Outra história é a de Dona Iracema, 78 anos, que diz que a  feirinha traz realização. Ela afirma que bordar e vender seus panos de prato é uma terapia. “Eu adoro esse movimento, as pessoas de fora. Eu sou muito de fazer amizades, falo de religião, falo de tudo. Eu me realizo”. Há 30 anos trabalhando com o artesanato, Iracema, entretanto, reclama dos moradores de Curitiba. “Muitos não conhecem a feirinha ou vieram aqui só uma vez. A maioria dos clientes são os turistas”.

Para os mais novos comerciantes do Largo,  além de produtos de qualidade é importante tem um bom relacionamento com os clientes. Fabiana Carolina de Souza está na feirinha há 8 meses e conta que aprendeu com os outros feirantes a importância de explicar a técnica usada no produto que vende. Ela comenta a grande oportunidade que a atração é para os artistas da cidade e se sente orgulhosa de fazer parte dela. “Aqui é uma oportunidade muito grande, pelo público que tem, diferente da feira de bairro que é  mais calma. Aqui temos mais chance de venda. A feirinha é muito famosa e as pessoas gostam de participar”.

Por: Yasmin Graeml, Stephanie Abdalla, Talita Souza e Raphaella Pioversan

35 thoughts on “Curitiba: Do outro lado da barraquinha

  1. Tá aí um lugar que eu quero conhecer Curitiba, parece que é uma cidade linda e com pessoas lindas também.
    Adoro uma feira, sempre tem coisa boa, por um preço super em conta. Achei super legal falar sobre o outro lado da barraca.
    Beijo

  2. Nossa faz tempo que não vou a uma feirinha, de artesanato nunca fui mais acho tão bonito!!
    Nunca fui pra Curitiba, deve ser um local incrível, adorei a matéria e as historias dos moradores, realmente trabalhar com o publico e maravilhoso. beijos <333

    1. Se quer vir para Curitiba acompanhe o blog que eu vivo postando sobre alguns cantinhos da cidade! E quando vier me avise que te levo para conhecer vários lugares legais!

  3. Eu sou apaixonada por feirinhas, amo comprar produtos artesanais e tal. E gente tem lugar pra comer melhor do que nessas feiras?? E eu acho que ia conversar muito com dona Iracema ❤️

  4. Adorei a história que envolve o começo da feira, muito interessante, eu adoro visitar feiras quando viajo, é um dos meus passeios favoritos. Muito legal a reportagem! Quero voltar a Curitiba e explorar mais a cidade! Bjos ?

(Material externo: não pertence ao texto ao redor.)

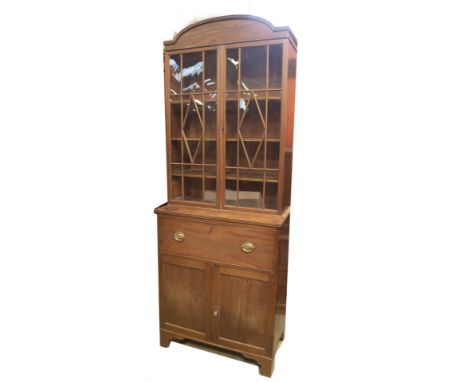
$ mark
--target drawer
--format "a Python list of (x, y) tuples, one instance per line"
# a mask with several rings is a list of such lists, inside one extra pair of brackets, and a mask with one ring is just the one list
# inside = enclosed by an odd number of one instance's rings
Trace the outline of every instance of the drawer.
[(159, 216), (158, 241), (161, 252), (244, 267), (272, 270), (276, 257), (276, 230), (271, 228)]

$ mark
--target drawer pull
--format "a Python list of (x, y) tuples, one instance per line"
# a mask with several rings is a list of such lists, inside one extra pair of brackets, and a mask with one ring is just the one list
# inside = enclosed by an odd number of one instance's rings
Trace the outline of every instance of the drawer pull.
[(255, 250), (255, 244), (250, 242), (250, 241), (244, 241), (242, 243), (242, 250), (245, 252), (245, 253), (250, 253), (250, 252), (253, 252)]
[(174, 240), (181, 242), (185, 240), (185, 234), (183, 232), (176, 232), (174, 233)]

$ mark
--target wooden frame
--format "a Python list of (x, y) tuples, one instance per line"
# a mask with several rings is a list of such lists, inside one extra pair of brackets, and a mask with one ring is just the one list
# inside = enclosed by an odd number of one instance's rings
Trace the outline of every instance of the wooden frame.
[[(226, 30), (232, 30), (238, 28), (239, 23), (242, 23), (242, 33), (239, 34), (226, 34)], [(203, 29), (203, 31), (200, 31)], [(237, 30), (237, 29), (236, 29)], [(209, 33), (208, 33), (209, 31)], [(250, 35), (245, 35), (245, 31), (251, 31)], [(256, 33), (255, 39), (252, 39), (253, 33)], [(203, 34), (205, 33), (206, 36)], [(201, 36), (200, 36), (201, 35)], [(237, 38), (234, 36), (237, 35)], [(213, 37), (214, 36), (214, 37)], [(196, 41), (195, 41), (196, 40)], [(189, 45), (189, 41), (191, 42)], [(290, 91), (288, 90), (289, 82), (288, 82), (288, 64), (289, 59), (288, 57), (291, 55), (291, 51), (296, 52), (296, 38), (292, 34), (292, 32), (287, 27), (280, 27), (275, 28), (273, 27), (268, 21), (253, 17), (253, 16), (245, 16), (245, 15), (235, 15), (235, 16), (228, 16), (228, 17), (219, 17), (213, 18), (209, 20), (204, 20), (199, 23), (190, 25), (189, 27), (182, 30), (180, 33), (176, 35), (176, 37), (171, 41), (165, 42), (165, 101), (166, 101), (166, 131), (167, 131), (167, 177), (168, 177), (168, 200), (169, 204), (185, 204), (185, 205), (193, 205), (193, 206), (200, 206), (200, 207), (208, 207), (208, 208), (221, 208), (226, 210), (244, 210), (244, 211), (256, 211), (262, 213), (272, 213), (272, 214), (281, 214), (284, 208), (286, 207), (284, 204), (285, 196), (284, 190), (289, 190), (290, 186), (284, 185), (285, 180), (290, 182), (290, 177), (284, 175), (284, 173), (291, 173), (291, 166), (292, 162), (286, 162), (284, 159), (285, 153), (291, 150), (286, 150), (284, 147), (284, 136), (285, 131), (292, 129), (292, 127), (287, 126), (288, 120), (286, 118), (286, 114), (290, 113), (287, 109), (288, 105), (288, 97), (293, 97)], [(269, 70), (270, 70), (270, 46), (273, 45), (280, 45), (282, 50), (282, 61), (281, 61), (281, 72), (282, 72), (282, 80), (281, 86), (279, 88), (269, 88)], [(240, 94), (247, 93), (247, 91), (242, 90), (238, 87), (237, 90), (229, 90), (226, 89), (226, 51), (227, 49), (238, 49), (239, 54), (241, 53), (241, 49), (245, 48), (254, 48), (254, 47), (266, 47), (266, 63), (265, 63), (265, 84), (266, 86), (261, 89), (249, 89), (248, 91), (248, 100), (247, 105), (245, 107), (244, 114), (240, 114), (239, 104), (241, 102)], [(215, 175), (207, 175), (205, 170), (207, 170), (207, 165), (205, 164), (204, 154), (205, 154), (205, 142), (206, 139), (204, 137), (205, 131), (205, 107), (204, 107), (204, 98), (207, 94), (203, 88), (200, 89), (198, 92), (190, 92), (184, 93), (182, 90), (183, 85), (181, 83), (181, 91), (178, 94), (180, 97), (180, 129), (181, 129), (181, 160), (179, 162), (171, 162), (171, 147), (172, 142), (175, 140), (171, 137), (172, 131), (172, 113), (171, 108), (174, 107), (174, 102), (171, 100), (174, 96), (171, 96), (169, 89), (170, 89), (170, 65), (169, 62), (171, 57), (178, 56), (180, 58), (180, 67), (181, 71), (184, 70), (184, 54), (196, 54), (200, 53), (203, 57), (203, 67), (205, 61), (205, 54), (208, 51), (216, 51), (217, 56), (217, 88), (212, 92), (216, 93), (216, 109), (217, 109), (217, 116), (216, 116), (216, 123), (217, 123), (217, 133), (216, 133), (216, 170)], [(240, 86), (240, 76), (242, 73), (242, 62), (241, 57), (239, 56), (239, 68), (238, 68), (238, 84)], [(204, 76), (205, 70), (202, 70), (202, 82), (204, 84)], [(182, 80), (183, 81), (183, 80)], [(203, 85), (202, 85), (203, 86)], [(257, 96), (257, 93), (263, 94), (263, 96)], [(226, 124), (227, 124), (227, 109), (226, 105), (227, 102), (234, 101), (231, 97), (229, 100), (228, 95), (237, 95), (237, 108), (238, 108), (238, 116), (237, 116), (237, 132), (238, 138), (230, 138), (226, 136)], [(184, 133), (184, 124), (186, 123), (187, 114), (184, 116), (186, 103), (184, 101), (185, 95), (190, 97), (190, 102), (196, 106), (196, 97), (201, 98), (201, 103), (203, 105), (202, 109), (203, 112), (199, 113), (197, 110), (198, 117), (200, 119), (200, 125), (202, 129), (202, 136), (199, 138), (199, 144), (202, 145), (202, 156), (203, 162), (193, 163), (192, 160), (192, 152), (189, 148), (189, 139), (185, 136)], [(278, 96), (279, 95), (279, 96)], [(261, 101), (260, 101), (261, 99)], [(243, 100), (243, 98), (242, 98)], [(280, 114), (281, 114), (281, 121), (280, 121), (280, 136), (277, 139), (270, 139), (268, 137), (268, 114), (269, 114), (269, 101), (276, 100), (276, 102), (280, 103)], [(260, 108), (259, 102), (262, 102), (263, 111)], [(252, 138), (244, 138), (242, 136), (242, 123), (244, 117), (249, 110), (249, 107), (253, 104), (256, 106), (258, 110), (258, 114), (260, 115), (264, 133), (263, 136), (258, 139), (258, 145), (255, 150), (255, 153), (250, 156), (248, 153), (248, 149), (246, 147), (247, 141), (251, 142), (250, 145), (253, 145), (253, 142), (256, 140)], [(289, 102), (291, 104), (291, 102)], [(193, 140), (193, 138), (191, 138)], [(229, 142), (237, 142), (237, 160), (236, 166), (227, 166), (226, 165), (226, 147)], [(278, 167), (271, 168), (267, 167), (267, 152), (269, 148), (274, 149), (275, 142), (278, 144)], [(190, 162), (186, 163), (183, 160), (184, 152), (187, 151), (189, 153)], [(253, 164), (258, 159), (258, 156), (262, 152), (263, 155), (263, 163), (262, 167), (256, 167)], [(195, 151), (193, 155), (197, 155), (198, 152)], [(241, 166), (240, 157), (245, 158), (247, 160), (247, 166)], [(191, 164), (192, 167), (200, 167), (200, 172), (187, 172), (185, 165)], [(174, 165), (179, 166), (180, 170), (175, 173), (173, 171)], [(289, 168), (285, 168), (288, 165)], [(211, 166), (213, 169), (215, 166)], [(261, 181), (258, 177), (251, 175), (250, 177), (241, 176), (240, 173), (245, 173), (245, 170), (253, 169), (263, 175), (261, 175)], [(230, 170), (234, 175), (227, 176), (227, 171)], [(277, 173), (277, 175), (275, 175)], [(180, 175), (180, 178), (173, 178), (173, 176)], [(273, 176), (273, 178), (272, 178)], [(200, 178), (199, 184), (201, 184), (201, 197), (196, 197), (195, 199), (200, 200), (187, 200), (185, 184), (187, 182), (187, 178), (195, 177)], [(215, 179), (216, 178), (216, 194), (215, 194), (215, 201), (213, 203), (206, 202), (206, 193), (205, 193), (205, 184), (207, 178)], [(173, 182), (177, 179), (179, 180), (180, 186), (177, 189), (177, 193), (174, 190)], [(276, 179), (276, 180), (275, 180)], [(225, 200), (226, 197), (226, 180), (233, 180), (235, 181), (235, 204), (233, 205), (232, 202), (227, 202)], [(257, 182), (261, 183), (260, 188), (261, 191), (258, 191), (259, 201), (258, 206), (247, 206), (247, 205), (239, 205), (239, 190), (240, 190), (240, 183), (243, 183), (246, 187), (250, 184), (250, 187), (255, 186)], [(247, 183), (246, 183), (247, 182)], [(273, 183), (272, 183), (273, 182)], [(271, 186), (267, 186), (268, 184), (272, 184)], [(277, 186), (275, 186), (277, 184)], [(255, 186), (256, 187), (256, 186)], [(276, 192), (276, 202), (270, 207), (271, 202), (269, 205), (266, 205), (266, 199), (271, 194), (271, 190)], [(193, 198), (189, 198), (193, 199)], [(270, 197), (271, 200), (271, 197)], [(243, 202), (245, 204), (245, 202)]]

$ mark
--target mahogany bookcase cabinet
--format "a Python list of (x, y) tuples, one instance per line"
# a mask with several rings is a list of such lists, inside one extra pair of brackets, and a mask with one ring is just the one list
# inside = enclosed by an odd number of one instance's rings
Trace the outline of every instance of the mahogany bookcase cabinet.
[(288, 27), (246, 15), (164, 43), (161, 346), (234, 351), (265, 376), (285, 328), (296, 46)]

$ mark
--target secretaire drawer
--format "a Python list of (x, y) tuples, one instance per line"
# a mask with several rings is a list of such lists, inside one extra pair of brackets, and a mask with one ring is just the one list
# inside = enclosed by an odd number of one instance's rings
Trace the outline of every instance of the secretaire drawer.
[(159, 216), (159, 250), (226, 264), (273, 269), (275, 230)]

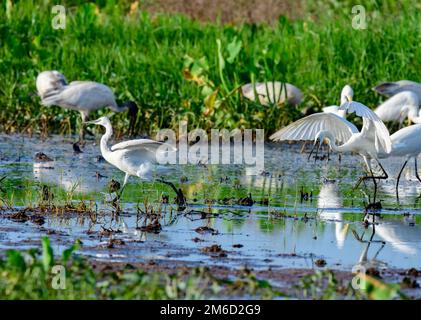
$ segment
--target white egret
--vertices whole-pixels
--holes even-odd
[[[341,91],[341,103],[339,106],[328,106],[328,107],[324,107],[322,109],[323,112],[327,112],[327,113],[334,113],[338,116],[340,116],[341,118],[345,118],[346,116],[346,110],[340,110],[340,106],[343,105],[345,102],[347,101],[352,101],[354,98],[354,90],[352,90],[350,85],[346,85],[345,87],[343,87],[342,91]]]
[[[314,140],[315,145],[327,141],[329,147],[336,152],[356,152],[360,154],[367,166],[370,176],[360,178],[359,183],[365,179],[373,179],[375,185],[374,201],[377,192],[376,179],[387,179],[378,154],[388,154],[392,148],[389,131],[379,117],[368,107],[359,102],[346,102],[341,109],[349,113],[355,112],[363,118],[361,132],[348,120],[333,113],[315,113],[302,118],[270,136],[271,140],[309,141]],[[341,143],[340,145],[337,145]],[[314,148],[313,148],[314,149]],[[311,154],[310,154],[311,155]],[[371,159],[376,160],[383,175],[374,176]]]
[[[128,110],[130,118],[129,133],[133,133],[138,107],[135,102],[117,104],[112,90],[93,81],[73,81],[67,84],[64,75],[57,71],[44,71],[37,77],[37,90],[41,103],[45,106],[60,106],[79,111],[82,116],[81,136],[84,136],[84,123],[89,114],[98,109],[109,107],[114,112]]]
[[[285,101],[292,105],[299,105],[303,99],[300,89],[292,84],[280,81],[248,83],[241,87],[241,91],[251,101],[257,100],[257,94],[259,102],[264,106],[282,104]]]
[[[418,96],[418,99],[421,100],[421,83],[415,81],[400,80],[396,82],[383,82],[375,86],[373,90],[388,97],[402,91],[412,91]]]
[[[390,136],[392,148],[389,153],[380,153],[379,158],[405,157],[405,162],[396,179],[396,197],[399,199],[399,180],[408,161],[414,159],[415,176],[421,182],[418,174],[417,156],[421,153],[421,124],[405,127]]]
[[[108,163],[126,174],[118,198],[121,196],[130,176],[150,180],[152,178],[151,174],[154,171],[159,172],[164,169],[163,166],[159,165],[158,157],[163,156],[166,152],[176,151],[169,144],[150,139],[129,140],[109,146],[108,141],[113,134],[110,120],[107,117],[101,117],[97,120],[89,121],[87,124],[96,124],[105,127],[105,133],[101,137],[101,154]],[[158,181],[171,186],[177,194],[179,207],[185,208],[186,201],[181,190],[177,190],[171,182],[161,179],[158,179]]]
[[[419,116],[419,98],[412,91],[402,91],[379,105],[374,112],[384,122],[399,122],[402,126],[405,118],[413,123],[421,123]]]

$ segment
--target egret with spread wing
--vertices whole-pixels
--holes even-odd
[[[340,109],[349,113],[355,112],[363,118],[361,132],[348,120],[332,113],[316,113],[302,118],[274,133],[270,139],[274,141],[314,140],[315,145],[327,141],[329,147],[336,152],[356,152],[360,154],[367,166],[370,176],[360,178],[373,179],[375,185],[374,201],[377,192],[376,179],[387,179],[388,175],[378,160],[378,153],[388,154],[392,143],[389,131],[379,117],[368,107],[359,102],[346,102]],[[340,143],[338,145],[337,143]],[[375,159],[383,171],[382,176],[374,176],[371,159]]]
[[[107,117],[101,117],[97,120],[89,121],[87,124],[96,124],[105,127],[105,134],[101,137],[101,154],[108,163],[126,174],[118,198],[121,197],[130,176],[150,180],[154,171],[159,173],[160,171],[166,170],[162,165],[159,165],[158,157],[167,152],[176,151],[169,144],[150,139],[129,140],[109,146],[108,141],[113,134],[110,120]],[[171,182],[160,179],[158,181],[170,185],[177,194],[178,205],[185,207],[186,201],[180,189],[175,188]]]
[[[114,112],[128,110],[129,133],[136,124],[138,107],[135,102],[117,104],[113,91],[106,85],[93,81],[73,81],[67,84],[66,78],[58,71],[41,72],[36,81],[38,94],[44,106],[60,106],[79,111],[82,116],[81,138],[84,137],[84,123],[89,114],[109,107]]]

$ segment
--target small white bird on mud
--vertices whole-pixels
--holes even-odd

  5. Não conheço Curitiba mas já fiquei doida de vontade de conhecer essa feira, artesanato é muito amor! Aqui na minha cidade tem muito dessas feiras <3

  6. Eu particularmente amo feiras! E dependo da região, cada uma é única e tem suas peculiaridades. Cada feirante tem a sua história, cada objeto à venda também. Acredito que os próprios moradores locais precisam valorizar isso, certamente tem muita coisa bonita e de qualidade à espera. Cultura é algo muito importante, precisamos reconhecê-la!

  7. Que legal, eu não conhecia essa feirinha! Adorei como você fez o post, contando um pouquinho da história dos artesãos. Fui a Curitiba uma vez há muitos anos e não tive oportunidade de conhecer essa lugar, mas se um dia voltar lá, vou me lembrar!

  8. Um dos lugares que quero conhecer é Curitiba, o povo fala muito bem da cidade. Essa feirinha parece ser um amor! <3
    Fiquei com pena da Montsserrat, ela que tem diploma, mas que não adiantou muito aqui. :/ O Brasil é um país muito decepcionante quanto a isso. Mas que bom que ela se sente feliz assim, às vezes as pequenas coisas da vida são muito mais prazerosas do que as grandes.

    1. Curitiba é incrível! Tem muita coisa para se conhecer.
      Na verdade a questão do diploma não tem nada haver com o Brasil, em qualquer país do diploma precisa se validado. Pela nossa conversa ela gosta muito mais de morar em Curitiba do que em Barcelona, chegou a dar aulas particulares mas gosta mesmo é de artesanato!